Objective: While the perinatal health of migrants has been identified as a priority by many governments, there is no consensus on indicators for monitoring migration and perinatal health. The Reproductive Outcomes and Migration international research collaboration and the EURO-PERISTAT project convened an expert panel to recommend migration indicators for national and international monitoring of migration and perinatal health.
Study design: A Delphi consensus process involved 38 perinatal clinicians, epidemiologists, and experts in health information systems from 22 countries who completed one or more questionnaires. Panel members ranked migration indicators from a list inventoried from the published literature.

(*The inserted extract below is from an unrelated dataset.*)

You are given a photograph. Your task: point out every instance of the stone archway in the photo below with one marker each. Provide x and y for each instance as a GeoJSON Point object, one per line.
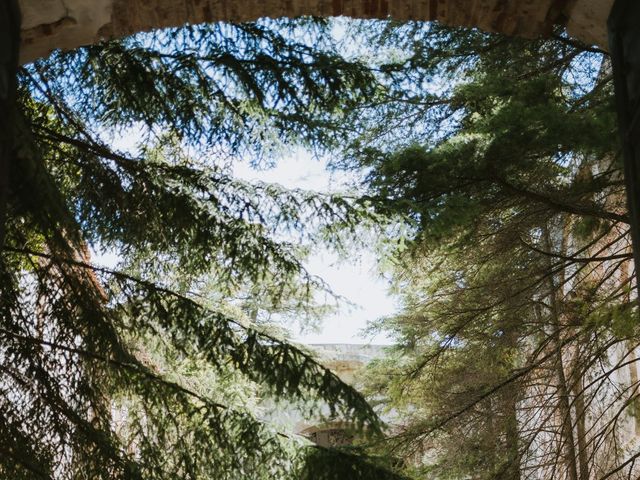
{"type": "Point", "coordinates": [67, 24]}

Results: Country of birth was considered 'essential' or 'recommended' for routine collection by 100% of respondents, followed by length of time in country (88%), language fluency (70%), immigration status (67%), and ethnicity as defined by maternal parents' place of birth (55%). Feasibility with 'minor' or 'no modifications' to current data collection systems was highest for country of birth (69%), followed by length of time in country (61%). Other indicators were judged to be less feasible. In respect to migration, the perinatal health indicators considered to be 'essential' by 94% of respondents included fetal, neonatal, and infant mortality. A smaller proportion (73%) considered maternal mortality to be 'essential'.
Conclusions: A strong consensus was achieved for including country of birth in core perinatal health indicator sets. Length of time in country was also recommended as a second indicator for routine data collection. Specific studies should be undertaken to complement routine data collection on: immigration status, language fluency, and ethnicity as defined by maternal parents' place of birth.